Page 1 of 2 12 LastLast
Results 1 to 10 of 12
  1. #1
    Newbie
    Join Date
    Nov 2020
    Posts
    12

    Question UVM Crashes every couple days (continued)

    Reposted to the right category (don't know how to delete the other one)
    Hello guys I am back with the same issue i had in this thread: https://forums.untangle.com/networki...ng-server.html

    Thought it got fixed but it started happening again. Reason im making a new thread is because this time around i got some disk errors as well (thread here: https://forums.untangle.com/networki...sk-errors.html) and I was wondering if these 2 issues together mean anything. I seriously do not know where to go from here.

    EDIT: Should also note regarding the first link, issue is worse now, not even having ethernet working anymore. Whole server crashes but the pc lights are still on.
    Last edited by bordyboy; 03-20-2021 at 11:53 AM.

  2. #2
    Untangle Ninja sky-knight's Avatar
    Join Date
    Apr 2008
    Location
    Phoenix, AZ
    Posts
    26,393

    Default

    Both of your links are broken.

    But I'm going to put out there that most of the time, disk errors are exactly that, and generally means defective disk. However, with Linux things get a bit twisty sometimes because defective RAM can manifest as a defective disk in many cases.

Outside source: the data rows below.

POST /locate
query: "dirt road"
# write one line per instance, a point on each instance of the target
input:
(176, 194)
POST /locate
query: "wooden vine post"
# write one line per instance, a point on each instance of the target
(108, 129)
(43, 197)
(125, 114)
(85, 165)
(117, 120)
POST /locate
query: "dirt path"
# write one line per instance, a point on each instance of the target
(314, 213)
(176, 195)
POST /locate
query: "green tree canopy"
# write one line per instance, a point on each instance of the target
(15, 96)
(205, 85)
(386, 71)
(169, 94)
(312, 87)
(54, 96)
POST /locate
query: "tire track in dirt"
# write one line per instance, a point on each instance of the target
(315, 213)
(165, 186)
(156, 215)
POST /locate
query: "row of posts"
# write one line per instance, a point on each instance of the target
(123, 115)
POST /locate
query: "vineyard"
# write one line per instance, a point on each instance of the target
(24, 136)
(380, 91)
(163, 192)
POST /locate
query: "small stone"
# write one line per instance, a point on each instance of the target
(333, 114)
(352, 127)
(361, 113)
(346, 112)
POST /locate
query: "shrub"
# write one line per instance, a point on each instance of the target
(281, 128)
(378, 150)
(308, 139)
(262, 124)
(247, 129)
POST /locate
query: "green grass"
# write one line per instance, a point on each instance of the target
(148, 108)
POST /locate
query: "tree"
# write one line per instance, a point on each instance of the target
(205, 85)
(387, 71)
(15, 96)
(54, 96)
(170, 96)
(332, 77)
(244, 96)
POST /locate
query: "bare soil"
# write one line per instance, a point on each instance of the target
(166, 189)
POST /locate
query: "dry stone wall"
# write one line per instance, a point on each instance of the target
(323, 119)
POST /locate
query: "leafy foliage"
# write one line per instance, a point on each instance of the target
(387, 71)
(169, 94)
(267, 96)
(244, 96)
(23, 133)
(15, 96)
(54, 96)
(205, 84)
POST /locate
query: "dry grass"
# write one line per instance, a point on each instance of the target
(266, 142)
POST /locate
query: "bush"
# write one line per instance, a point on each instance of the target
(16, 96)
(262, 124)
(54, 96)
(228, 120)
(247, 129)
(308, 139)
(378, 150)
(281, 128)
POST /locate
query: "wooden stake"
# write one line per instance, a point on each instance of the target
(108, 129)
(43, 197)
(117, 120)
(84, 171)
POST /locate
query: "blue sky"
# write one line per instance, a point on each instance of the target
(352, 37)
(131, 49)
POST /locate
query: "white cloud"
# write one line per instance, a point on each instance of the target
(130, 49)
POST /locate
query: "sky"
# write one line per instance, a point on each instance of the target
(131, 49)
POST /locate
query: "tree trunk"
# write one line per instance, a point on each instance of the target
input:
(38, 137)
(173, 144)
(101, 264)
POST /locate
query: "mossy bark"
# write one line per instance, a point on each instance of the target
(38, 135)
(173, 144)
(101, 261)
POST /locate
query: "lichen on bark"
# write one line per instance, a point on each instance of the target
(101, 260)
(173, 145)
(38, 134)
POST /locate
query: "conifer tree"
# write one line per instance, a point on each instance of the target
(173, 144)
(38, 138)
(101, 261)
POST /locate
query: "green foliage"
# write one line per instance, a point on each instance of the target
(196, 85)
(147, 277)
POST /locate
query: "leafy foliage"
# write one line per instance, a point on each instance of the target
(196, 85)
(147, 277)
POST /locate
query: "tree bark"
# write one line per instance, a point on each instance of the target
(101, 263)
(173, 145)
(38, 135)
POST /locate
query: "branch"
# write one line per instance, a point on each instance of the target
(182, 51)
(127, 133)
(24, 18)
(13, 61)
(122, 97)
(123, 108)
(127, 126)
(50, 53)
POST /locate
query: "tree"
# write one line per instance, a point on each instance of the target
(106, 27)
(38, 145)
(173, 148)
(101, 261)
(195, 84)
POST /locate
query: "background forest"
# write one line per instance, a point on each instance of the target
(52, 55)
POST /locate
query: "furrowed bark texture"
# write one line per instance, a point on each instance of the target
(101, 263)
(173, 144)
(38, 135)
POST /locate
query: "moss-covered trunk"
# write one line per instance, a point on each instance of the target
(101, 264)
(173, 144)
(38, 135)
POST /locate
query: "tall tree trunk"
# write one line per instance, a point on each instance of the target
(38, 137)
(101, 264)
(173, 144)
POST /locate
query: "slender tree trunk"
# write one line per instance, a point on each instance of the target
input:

    Either way, it's hardware... and needs testing.

    I've seen the other thread regarding disk, and I caution you to not do what the other poster did.

    You do have this: https://wiki.debian.org/SSDOptimization

    And yes, there's a bit in there to enable automatic trim, and while that's true I've NEVER had to do that. And I've sold and supported Untangle with nothing but SSDs equipped for over half a decade now. TRIM is done by the drive's firmware automatically, and if it's not... the drive is CRAP, get a new one. This is a SERVER, treat it like one.
    Last edited by sky-knight; 03-20-2021 at 07:24 AM.
    Rob Sandling, BS:SWE, MCP
    NexgenAppliances.com
    Phone: 866-794-8879 x201
    Email: support@nexgenappliances.com

  3. #3
    Newbie
    Join Date
    Nov 2020
    Posts
    12

    Default

    Quote Originally Posted by sky-knight View Post
    Both of your links are broken.

    But I'm going to put out there that most of the time, disk errors are exactly that, and generally means defective disk. However, with Linux things get a bit twisty sometimes because defective RAM can manifest as a defective disk in many cases.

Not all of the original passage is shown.